Nada de aquello parecía llevarla a ninguna parte, pero, aún así, volvió a los apéndices de la Clave del Rey Salomón para comprobar su trascripción. El de los alfabetos místicos no era el único recuadro explicativo de aquel libro de ocultismo, otros tantos estaban dedicados a la influencia de los planetas según su disposición, a las horas y días propicios para cada práctica mágica o a los arcángeles y sus poderes. Se entretuvo en ese último cuadro, observando la disposición de los supuestos nombres sagrados, repetidos una y otra vez, variando su orden en la lista según el periodo del día, semana, mes o año que regían.

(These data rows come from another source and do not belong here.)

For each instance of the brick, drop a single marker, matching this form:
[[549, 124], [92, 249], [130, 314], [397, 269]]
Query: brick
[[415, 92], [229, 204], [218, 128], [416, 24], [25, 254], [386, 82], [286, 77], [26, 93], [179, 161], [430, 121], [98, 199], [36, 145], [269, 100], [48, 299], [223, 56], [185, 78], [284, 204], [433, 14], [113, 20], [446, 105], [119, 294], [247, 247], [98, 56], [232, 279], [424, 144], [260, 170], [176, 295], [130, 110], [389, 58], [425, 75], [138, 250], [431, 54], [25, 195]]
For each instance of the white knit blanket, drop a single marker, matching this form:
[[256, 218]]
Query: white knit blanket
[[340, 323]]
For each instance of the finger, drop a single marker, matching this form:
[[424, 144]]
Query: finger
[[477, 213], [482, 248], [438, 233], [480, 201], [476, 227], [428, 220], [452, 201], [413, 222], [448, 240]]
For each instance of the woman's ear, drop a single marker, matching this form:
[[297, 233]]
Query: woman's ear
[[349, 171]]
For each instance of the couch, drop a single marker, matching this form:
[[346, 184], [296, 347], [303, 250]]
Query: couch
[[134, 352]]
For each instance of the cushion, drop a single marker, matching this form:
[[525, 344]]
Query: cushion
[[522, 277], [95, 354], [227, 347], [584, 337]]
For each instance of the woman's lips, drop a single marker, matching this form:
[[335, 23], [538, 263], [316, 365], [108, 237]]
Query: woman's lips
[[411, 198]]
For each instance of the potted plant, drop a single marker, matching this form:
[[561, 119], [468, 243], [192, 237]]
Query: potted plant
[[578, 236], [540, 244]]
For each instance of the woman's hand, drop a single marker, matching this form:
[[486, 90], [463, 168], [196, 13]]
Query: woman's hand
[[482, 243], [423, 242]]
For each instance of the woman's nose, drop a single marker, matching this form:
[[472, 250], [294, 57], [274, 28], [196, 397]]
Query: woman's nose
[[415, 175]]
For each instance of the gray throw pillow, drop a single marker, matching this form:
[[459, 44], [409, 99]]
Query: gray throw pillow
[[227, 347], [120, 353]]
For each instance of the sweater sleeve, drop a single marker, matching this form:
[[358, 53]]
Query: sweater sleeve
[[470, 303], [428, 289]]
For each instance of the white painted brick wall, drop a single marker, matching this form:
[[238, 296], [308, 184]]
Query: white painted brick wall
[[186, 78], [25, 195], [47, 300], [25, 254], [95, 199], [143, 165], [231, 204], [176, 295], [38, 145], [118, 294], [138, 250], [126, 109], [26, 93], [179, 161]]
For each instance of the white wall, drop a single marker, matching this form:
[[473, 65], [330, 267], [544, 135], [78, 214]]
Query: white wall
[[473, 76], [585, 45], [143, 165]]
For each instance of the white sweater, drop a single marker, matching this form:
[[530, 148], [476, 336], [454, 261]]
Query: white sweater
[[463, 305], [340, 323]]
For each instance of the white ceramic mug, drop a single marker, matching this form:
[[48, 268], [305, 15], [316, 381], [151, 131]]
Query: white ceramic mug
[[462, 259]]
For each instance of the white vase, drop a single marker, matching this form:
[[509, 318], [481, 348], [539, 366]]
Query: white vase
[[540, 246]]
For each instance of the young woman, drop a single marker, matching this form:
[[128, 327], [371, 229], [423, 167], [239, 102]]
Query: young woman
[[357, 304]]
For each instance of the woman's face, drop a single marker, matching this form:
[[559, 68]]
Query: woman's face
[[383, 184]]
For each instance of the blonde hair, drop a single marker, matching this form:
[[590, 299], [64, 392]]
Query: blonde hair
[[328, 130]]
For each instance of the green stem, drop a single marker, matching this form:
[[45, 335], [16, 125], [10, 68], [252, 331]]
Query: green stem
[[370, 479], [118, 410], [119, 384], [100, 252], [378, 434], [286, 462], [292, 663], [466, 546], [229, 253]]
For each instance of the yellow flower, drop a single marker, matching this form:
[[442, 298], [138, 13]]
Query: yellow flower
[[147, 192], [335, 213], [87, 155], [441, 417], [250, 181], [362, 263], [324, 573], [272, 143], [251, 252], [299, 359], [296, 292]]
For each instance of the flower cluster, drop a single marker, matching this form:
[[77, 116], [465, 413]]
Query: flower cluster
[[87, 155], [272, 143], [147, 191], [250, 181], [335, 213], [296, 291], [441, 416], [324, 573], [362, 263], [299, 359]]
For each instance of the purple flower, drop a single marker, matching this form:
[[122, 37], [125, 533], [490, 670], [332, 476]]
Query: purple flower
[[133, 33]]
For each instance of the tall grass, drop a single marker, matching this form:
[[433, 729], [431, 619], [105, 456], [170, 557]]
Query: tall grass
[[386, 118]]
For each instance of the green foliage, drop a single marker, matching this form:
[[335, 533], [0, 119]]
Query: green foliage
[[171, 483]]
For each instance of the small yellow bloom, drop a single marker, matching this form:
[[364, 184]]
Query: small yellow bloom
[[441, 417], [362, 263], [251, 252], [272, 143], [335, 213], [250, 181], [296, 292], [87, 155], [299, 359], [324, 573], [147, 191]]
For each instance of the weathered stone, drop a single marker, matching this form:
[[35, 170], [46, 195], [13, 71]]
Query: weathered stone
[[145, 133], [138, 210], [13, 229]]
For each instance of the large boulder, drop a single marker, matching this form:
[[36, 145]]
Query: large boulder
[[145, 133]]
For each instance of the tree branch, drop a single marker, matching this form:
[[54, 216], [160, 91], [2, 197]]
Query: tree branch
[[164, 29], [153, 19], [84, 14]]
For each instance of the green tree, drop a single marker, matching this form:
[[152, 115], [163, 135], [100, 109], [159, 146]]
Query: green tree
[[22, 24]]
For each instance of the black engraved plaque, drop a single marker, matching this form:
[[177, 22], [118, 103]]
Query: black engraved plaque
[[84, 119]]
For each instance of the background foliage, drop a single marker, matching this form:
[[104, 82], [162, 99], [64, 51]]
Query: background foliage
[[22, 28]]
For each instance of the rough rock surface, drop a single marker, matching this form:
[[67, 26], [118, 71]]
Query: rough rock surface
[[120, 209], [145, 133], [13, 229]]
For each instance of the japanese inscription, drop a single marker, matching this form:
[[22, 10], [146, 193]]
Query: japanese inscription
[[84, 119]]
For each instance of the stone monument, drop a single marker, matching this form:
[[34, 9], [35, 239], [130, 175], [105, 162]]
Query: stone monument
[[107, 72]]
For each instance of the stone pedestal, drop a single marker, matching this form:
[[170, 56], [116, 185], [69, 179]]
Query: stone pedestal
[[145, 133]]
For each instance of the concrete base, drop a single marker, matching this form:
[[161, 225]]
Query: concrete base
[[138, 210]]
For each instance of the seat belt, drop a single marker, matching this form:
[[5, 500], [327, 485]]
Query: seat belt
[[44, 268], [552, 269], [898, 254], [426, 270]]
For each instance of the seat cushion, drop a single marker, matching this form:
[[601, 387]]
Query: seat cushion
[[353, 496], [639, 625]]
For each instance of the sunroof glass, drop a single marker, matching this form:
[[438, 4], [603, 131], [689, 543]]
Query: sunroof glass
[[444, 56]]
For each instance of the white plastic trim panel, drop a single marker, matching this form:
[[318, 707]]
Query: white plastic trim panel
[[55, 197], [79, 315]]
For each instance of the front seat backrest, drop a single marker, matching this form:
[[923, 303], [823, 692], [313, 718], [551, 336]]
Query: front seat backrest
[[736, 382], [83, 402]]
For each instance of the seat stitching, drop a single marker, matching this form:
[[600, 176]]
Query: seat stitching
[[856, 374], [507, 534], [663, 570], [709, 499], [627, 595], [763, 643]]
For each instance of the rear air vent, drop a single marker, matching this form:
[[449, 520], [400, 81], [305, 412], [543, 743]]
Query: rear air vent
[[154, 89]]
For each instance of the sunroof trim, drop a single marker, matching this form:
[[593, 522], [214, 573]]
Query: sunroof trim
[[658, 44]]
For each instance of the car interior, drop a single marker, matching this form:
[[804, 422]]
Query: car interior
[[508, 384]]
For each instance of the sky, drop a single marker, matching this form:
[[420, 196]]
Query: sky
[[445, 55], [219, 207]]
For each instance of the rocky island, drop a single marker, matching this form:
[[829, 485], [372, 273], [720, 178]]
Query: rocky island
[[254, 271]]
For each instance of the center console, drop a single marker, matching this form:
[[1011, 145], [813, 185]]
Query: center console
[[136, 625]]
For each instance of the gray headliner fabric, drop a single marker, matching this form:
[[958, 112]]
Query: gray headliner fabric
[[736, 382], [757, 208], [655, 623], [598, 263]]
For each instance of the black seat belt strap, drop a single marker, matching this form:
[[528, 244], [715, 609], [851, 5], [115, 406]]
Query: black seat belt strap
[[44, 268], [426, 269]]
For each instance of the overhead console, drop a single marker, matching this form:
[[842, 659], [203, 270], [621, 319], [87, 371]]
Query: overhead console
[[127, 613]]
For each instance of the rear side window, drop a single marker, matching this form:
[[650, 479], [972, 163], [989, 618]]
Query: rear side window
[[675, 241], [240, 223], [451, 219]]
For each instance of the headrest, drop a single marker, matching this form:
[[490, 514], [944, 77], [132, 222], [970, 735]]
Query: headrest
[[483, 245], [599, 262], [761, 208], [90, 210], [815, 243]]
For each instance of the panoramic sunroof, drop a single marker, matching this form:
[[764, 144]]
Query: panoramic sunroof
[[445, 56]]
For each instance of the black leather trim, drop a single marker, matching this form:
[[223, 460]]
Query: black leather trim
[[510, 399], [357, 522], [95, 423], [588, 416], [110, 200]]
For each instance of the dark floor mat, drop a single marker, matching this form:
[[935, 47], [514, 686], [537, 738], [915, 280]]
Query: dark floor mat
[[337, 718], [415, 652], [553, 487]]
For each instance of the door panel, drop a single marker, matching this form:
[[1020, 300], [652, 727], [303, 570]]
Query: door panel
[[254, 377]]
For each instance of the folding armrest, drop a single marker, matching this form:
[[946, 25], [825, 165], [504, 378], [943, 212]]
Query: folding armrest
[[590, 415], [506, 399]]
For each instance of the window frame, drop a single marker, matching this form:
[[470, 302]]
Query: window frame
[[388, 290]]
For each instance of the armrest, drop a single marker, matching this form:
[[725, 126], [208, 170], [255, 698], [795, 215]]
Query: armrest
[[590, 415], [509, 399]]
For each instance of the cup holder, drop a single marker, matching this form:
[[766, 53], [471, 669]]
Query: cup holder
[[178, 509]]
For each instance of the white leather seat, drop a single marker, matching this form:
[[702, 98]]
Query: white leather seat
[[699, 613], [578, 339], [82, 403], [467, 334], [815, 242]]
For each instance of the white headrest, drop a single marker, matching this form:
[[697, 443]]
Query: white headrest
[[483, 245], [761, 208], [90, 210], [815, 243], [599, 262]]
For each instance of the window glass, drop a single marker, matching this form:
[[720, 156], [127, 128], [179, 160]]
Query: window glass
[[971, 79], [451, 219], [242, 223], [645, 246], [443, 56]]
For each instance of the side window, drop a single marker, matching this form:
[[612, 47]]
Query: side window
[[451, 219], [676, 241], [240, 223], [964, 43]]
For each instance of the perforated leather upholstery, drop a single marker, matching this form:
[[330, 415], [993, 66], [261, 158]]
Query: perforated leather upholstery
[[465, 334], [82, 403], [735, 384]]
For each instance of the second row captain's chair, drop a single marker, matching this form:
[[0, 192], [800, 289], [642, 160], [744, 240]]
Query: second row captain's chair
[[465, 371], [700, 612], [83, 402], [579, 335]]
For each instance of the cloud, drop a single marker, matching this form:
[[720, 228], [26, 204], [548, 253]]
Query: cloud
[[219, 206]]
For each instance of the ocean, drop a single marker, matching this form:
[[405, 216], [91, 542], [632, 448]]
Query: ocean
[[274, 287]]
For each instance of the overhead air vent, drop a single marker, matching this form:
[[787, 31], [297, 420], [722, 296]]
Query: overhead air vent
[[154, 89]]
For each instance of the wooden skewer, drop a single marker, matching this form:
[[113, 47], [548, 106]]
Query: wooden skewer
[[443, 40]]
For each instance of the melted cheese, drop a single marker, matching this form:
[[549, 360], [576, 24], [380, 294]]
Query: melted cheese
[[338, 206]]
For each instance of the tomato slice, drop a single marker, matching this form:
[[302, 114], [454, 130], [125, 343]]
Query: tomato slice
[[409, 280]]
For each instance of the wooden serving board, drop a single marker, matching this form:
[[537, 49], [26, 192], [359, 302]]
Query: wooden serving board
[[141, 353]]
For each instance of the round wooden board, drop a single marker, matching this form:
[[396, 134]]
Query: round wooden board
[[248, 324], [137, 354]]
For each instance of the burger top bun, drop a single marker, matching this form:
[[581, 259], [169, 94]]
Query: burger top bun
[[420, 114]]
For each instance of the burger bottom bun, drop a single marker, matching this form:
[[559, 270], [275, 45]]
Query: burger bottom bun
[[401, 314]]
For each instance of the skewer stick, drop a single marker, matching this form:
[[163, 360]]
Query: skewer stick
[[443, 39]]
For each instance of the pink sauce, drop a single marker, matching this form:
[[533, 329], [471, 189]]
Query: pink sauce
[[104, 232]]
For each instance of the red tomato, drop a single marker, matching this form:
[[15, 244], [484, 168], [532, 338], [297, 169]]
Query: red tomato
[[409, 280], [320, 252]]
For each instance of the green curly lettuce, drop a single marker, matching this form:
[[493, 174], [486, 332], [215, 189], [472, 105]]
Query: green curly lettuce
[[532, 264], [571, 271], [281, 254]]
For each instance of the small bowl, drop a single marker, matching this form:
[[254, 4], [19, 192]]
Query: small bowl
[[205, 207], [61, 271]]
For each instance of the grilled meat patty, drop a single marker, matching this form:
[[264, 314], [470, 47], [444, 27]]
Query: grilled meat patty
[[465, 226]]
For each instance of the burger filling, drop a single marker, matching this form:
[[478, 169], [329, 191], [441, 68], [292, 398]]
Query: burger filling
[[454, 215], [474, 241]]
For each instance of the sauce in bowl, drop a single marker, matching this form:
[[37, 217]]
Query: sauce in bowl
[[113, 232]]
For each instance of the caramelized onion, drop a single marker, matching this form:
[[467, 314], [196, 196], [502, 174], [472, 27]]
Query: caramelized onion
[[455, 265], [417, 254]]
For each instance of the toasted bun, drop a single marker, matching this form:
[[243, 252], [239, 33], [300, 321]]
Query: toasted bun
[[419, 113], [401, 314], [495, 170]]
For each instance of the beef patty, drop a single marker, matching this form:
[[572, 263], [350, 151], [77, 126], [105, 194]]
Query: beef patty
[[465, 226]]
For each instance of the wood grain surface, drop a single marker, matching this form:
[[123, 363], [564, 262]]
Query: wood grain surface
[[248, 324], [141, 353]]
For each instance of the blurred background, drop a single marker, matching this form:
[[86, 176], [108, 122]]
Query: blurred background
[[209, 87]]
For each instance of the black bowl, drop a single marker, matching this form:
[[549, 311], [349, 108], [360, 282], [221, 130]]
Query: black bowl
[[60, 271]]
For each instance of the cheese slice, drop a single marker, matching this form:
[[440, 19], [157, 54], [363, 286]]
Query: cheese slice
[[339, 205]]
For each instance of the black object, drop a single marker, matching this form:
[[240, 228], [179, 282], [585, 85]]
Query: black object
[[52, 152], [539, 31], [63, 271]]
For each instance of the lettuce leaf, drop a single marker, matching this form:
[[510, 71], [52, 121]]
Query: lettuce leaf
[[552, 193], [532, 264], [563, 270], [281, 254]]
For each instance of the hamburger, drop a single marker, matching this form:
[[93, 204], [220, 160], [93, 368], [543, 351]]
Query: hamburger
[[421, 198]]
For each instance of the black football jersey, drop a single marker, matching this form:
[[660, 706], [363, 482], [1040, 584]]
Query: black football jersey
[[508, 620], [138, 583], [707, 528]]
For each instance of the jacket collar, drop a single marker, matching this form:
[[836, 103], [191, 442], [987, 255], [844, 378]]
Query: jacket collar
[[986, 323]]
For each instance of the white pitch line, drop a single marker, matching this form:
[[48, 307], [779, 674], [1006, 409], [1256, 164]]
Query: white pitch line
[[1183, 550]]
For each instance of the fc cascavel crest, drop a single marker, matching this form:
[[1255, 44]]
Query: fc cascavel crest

En efecto, todos y cada uno de aquellos nombres contenían el sufijo sagrado y, como si de un entretenimiento se tratara, casi sin prestar atención a lo que hacía, se dedicó a copiar los nombres de los arcángeles que aparecían citados en los recuadros explicativos. Observó aquellos nombres una y otra vez, subrayándolos, pensando en las historias que conocía sobre cada uno de esos personajes mitológicos, y recordando los libros apócrifos, tratados de magia y textos ocultistas en los que aparecían. Más pendiente de sus pensamientos que del cuaderno en el que dibujaba, copiaba y garabateaba, comenzó a tachar las vocales de aquellos nombres, todas excepto las del sufijo que los relacionaba con lo divino, y ante sus ojos apareció, inesperadamente, la respuesta que buscaba. Entre la lista de nombres abreviados aparecían las mismas letras que las de uno de los grabados: SCHEL, pertenecientes al apócrifo arcángel Sachiel. Por supuesto, aquella lista era sólo parcial, no recogía a todos los supuestos arcángeles aparecidos en la literatura religiosa ni, mucho menos, todos los nombres que se les asignaban, y, tal vez por eso, no hubiera encontrado la equivalencia con las iniciales del otro báculo.

Luz recordaba que Sachiel era más conocido en los textos no reconocidos por las diferentes iglesias como Zadquiel, y que se le mencionaba en algunos escritos rabínicos, así que se dispuso a buscar más información al respecto. No encontró demasiados datos, sólo un libro referente al antiguo misticismo hebreo en el que aparecía una discreta referencia a ese arcángel. Zadquiel, Sachiel o Hesediel era descrito como el arcángel de la misericordia, perteneciente al orden de los Hashmallim, el equivalente hebreo del coro católico de las dominaciones. Se trataba del abanderado que encabezaba la batalla, justo por detrás de Miguel, junto con otro arcángel llamado Jofiel. Luz no necesitó transcribir aquel segundo nombre para darse cuenta de que equivalía al grabado del otro báculo hallado en la cripta, JFEL.

Ángel había despedido a Semyazza y se había quedado en la capilla, perdido en sus pensamientos, pero la presencia de Belial lo sacó de su ensimismamiento. El demonio había dicho la verdad y su segundo al mando había encontrado el lugar en el que los humanos rendían culto a Legión, aumentando su poder. Cuando ambos llegaron al viejo caserón abandonado, él apenas fue capaz de controlar su ira. Marcas y nombres arcanos decoraban grotescamente el exterior de aquella enorme construcción rural, aunque no eran más que una simple advertencia de la aberración que se llevaba a cabo en el interior. Los diablos de Belial habían tomado el lugar y vigilaban atentamente cualquier movimiento de los humanos que estaban dentro, realizando un oscuro ritual de sangre mientras esperaban agazapados la aparición de Legión. Aunque probablemente el viejo demonio no aparecería por allí durante algún tiempo. Seguramente habría sentido como propia cada una de las muertes de los demonios a sus órdenes, incluida la del bocazas que les había indicado aquel lugar, y sólo se arriesgaría a regresar si no encontraba otro modo para alimentar su poder. Malditos humanos, no sabían qué hacían ni a qué jugaban. ¿Cómo era posible que creyeran que podían dominar a un demonio como Legión?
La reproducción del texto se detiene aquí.